Something's About to Change
Kirien watched the opera, but his mind was elsewhere. The woman on his arm was more interested in petting him than the blasted opera she’d demanded they see.
Without any preamble, he said, “I was thinking of attending Umbra Academy as a genius.”
The woman stopped. “What? Don’t you have to take a lineage test for that?”
“I did.”
She pulled away. “What about us?”
He shot her a withering glance. “Don’t act as if you’re pleasing me and hanging on my arm because you treasure me. We both know that’s a lie.”
It was true. Kirien was wealthy and his family name was influential, but his looks were something else to be desired. He looked rough, more like a barbarian than a nobleman’s son. No one would look at him, that much he knew, if he wasn’t a Grayl.
She pulled away, heavily offended. “You’d rather play with someone who hunts your own kind than hang out with pretty women all day?”
He rolled his eyes and stood. “For one, I thought we were above the others. Also, I’m bored, and you’re not the prettiest girl out there.”
“Coming from the ugliest empyrean on either side of the soil,” she spat. “There are plenty of others who vie for my attention, Kirien Grayl. Unlike you, I’m always wanted.”
He had left already, and she hadn’t noticed. When she saw he was gone, she gave an unladylike grunt of frustration and crossed her arms. He wasn’t fit to be her lover, anyway.
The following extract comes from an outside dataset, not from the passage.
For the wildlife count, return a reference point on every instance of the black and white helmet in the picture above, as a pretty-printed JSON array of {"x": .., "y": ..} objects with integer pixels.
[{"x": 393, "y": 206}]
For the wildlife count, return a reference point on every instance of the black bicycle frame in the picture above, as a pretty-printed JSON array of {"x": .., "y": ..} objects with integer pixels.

A young man panted, running through the woods as though his life depended on it. Because it did.
Something was chasing him. He wasn’t a fool to say it was someone, because it wasn’t a person, it was definitely a thing. A thing not of this world, that much he knew.
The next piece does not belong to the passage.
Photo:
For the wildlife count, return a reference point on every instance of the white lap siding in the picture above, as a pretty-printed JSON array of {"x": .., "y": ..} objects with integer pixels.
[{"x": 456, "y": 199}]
Every part of his body ached, and every step was as labored as his breathing. With a frustrated grunt he ducked behind a large tree. He attempted to quell his erratic breathing as he listened for footsteps.
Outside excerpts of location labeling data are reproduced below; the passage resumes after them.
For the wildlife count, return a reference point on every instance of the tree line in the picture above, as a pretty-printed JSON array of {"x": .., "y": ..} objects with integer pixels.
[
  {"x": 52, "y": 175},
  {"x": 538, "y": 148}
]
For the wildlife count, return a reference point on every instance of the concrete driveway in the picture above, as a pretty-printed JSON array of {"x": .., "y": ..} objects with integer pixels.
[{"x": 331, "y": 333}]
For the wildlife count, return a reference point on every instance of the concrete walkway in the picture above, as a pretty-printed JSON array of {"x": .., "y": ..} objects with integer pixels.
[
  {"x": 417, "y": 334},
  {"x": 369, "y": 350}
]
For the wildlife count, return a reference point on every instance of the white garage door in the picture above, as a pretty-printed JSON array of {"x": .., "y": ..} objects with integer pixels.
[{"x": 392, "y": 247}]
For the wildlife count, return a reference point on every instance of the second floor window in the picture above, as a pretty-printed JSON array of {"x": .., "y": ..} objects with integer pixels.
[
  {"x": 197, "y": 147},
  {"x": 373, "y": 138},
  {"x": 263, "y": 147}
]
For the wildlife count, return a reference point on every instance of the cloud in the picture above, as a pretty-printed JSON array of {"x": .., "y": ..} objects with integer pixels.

He cursed. “I shouldn’t have come here,” he muttered. He groaned. “Mina, why didn’t I listen to you?”
Caught up in his thoughts, he didn’t notice the figure standing over him. “If you wish to escape, you better keep running.”
The young man jumped, and then sighed in relief when he realized the shape before him was human. It definitely wasn’t that thing after him. “Please help me.”
The hooded stranger narrowed glowing pale blue eyes at him. “My only job is to protect the academy and its students. You’re a junior reporter who poked his nose where it didn’t belong. What is after you has no weakness, only hunger.”
Color drained from the young man’s face. “C-can’t you just distract it for a moment? I’ll only need a moment.”
The young man heard something behind him, and he turned. When he turned back, the hooded man was gone. He heard growling, and his heart dropped as his insides churned. Without looking back, he kept running. Adrenaline helped, but too much sitting and not enough exercise in life was going to be the death of him.
He tripped over a thin fallen tree, tumbling headfirst down a hill before hitting a large tree. His head suffered for it, and he woozily touched the wounded area before looking up. He squinted, thinking the tree looked familiar.
“MC + LO ... oh ... this is our tree ... how did I get here ...?”
His vision blurred, and soon darkness overtook him.